Improving dental care
15 May 2018
Dental experts have drawn up a definitive list of scenarios that patients should never face in a bid to ensure excellent patient care worldwide.
The checklist – which was developed in collaboration with researchers at Cardiff University - includes failing to note patients’ allergies and not screening for mouth cancers during check-ups. It is the first international agreement of its type in dentistry and could be a major step forward in improving patient wellbeing across the globe.
The agreed list covers routine assessments as well as surgery and also includes equipment not being sterilised and dentists prescribing the wrong medication to children.
Monitoring these events will allow clinicians to quickly identify serious errors in procedure and could enable health authorities to monitor dentists’ performance, researchers say.
The consensus refers to so-called never events – failures so severe that they should not happen under any circumstances when correct procedures are followed.
Never events for doctors – such as performing surgery on the wrong part of the body or leaving surgical instruments in a patient after an operation – are well-established in medicine. Until now, the same practice has not been widely used in dentistry, with safety guidelines varying throughout the world.

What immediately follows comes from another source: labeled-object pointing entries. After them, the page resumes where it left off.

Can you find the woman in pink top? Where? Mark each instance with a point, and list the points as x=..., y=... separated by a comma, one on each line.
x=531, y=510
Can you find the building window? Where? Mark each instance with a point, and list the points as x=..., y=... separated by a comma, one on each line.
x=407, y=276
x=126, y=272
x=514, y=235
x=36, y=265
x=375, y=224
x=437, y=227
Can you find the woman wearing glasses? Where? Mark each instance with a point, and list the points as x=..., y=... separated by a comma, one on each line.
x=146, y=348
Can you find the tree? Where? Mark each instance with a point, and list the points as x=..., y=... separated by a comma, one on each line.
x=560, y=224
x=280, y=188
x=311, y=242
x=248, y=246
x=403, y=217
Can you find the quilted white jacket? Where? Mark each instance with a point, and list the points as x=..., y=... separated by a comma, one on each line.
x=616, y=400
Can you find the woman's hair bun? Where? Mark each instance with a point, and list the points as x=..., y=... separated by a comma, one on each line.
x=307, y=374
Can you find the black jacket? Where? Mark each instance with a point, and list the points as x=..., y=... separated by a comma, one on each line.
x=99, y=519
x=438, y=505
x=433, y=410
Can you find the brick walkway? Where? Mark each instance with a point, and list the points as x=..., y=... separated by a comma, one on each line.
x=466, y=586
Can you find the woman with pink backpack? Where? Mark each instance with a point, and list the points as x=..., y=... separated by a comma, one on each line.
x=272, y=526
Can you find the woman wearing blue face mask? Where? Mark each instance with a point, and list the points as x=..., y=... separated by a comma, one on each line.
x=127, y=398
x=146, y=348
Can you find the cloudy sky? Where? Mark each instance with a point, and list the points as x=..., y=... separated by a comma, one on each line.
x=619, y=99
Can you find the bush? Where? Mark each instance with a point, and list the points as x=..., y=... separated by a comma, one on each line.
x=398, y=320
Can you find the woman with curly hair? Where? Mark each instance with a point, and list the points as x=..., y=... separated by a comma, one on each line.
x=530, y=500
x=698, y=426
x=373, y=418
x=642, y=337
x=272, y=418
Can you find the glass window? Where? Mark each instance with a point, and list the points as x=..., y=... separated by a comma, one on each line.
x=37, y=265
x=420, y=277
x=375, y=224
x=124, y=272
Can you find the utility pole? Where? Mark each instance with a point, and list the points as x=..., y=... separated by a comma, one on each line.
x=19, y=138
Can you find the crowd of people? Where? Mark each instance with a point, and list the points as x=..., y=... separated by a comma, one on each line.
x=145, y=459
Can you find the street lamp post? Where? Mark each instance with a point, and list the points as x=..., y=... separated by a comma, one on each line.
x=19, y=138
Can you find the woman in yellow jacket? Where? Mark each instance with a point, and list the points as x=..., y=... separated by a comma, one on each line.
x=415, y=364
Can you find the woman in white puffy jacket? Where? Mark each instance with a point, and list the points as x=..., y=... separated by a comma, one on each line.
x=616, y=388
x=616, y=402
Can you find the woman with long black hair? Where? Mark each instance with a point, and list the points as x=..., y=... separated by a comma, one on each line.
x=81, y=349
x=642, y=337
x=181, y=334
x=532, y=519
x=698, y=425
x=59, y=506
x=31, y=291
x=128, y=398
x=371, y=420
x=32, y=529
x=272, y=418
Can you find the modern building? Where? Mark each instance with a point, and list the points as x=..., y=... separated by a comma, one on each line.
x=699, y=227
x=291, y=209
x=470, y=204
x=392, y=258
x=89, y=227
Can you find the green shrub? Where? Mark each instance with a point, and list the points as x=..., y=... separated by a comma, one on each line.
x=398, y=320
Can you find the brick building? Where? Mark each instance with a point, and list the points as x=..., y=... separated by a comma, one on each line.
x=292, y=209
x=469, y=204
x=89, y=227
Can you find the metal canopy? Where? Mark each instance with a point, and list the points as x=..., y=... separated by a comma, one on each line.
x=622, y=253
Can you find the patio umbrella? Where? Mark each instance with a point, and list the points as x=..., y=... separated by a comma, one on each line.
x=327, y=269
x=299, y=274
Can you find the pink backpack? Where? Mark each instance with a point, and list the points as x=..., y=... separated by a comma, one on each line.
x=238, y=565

Dr Andrew Carson-Stevens, Clinical Research Fellow at Division of Population Medicine at Cardiff University and Lead for Patient Safety research at PRIME Centre Wales, said: "Never events can result in harrowing, and in some cases disabling, outcomes for patients. Our international panel of experts has identified patient safety priorities that now need action to improve the safety of primary dental care. This will include designing interventions and understanding how best to put preventive measures in place to keep patients safe.”
Project lead, Professor Aziz Sheikh, Director of the University of Edinburgh’s Usher Institute of Population Health Sciences and Informatics, added: “Never events are a vital way to flag failures in procedure that put patient safety at risk.
“By listing a consensus position on never events in dentistry, we hope that regulators and professional bodies will be able to assess the frequency of such events and reduce their occurrence.”
Led by the University of Edinburgh, the checklist is published in the British Dental Journal and was funded by the Mexican National Council for Science and Technology (CONACYT). It was carried out in collaboration with researchers at Cardiff University and King’s College London.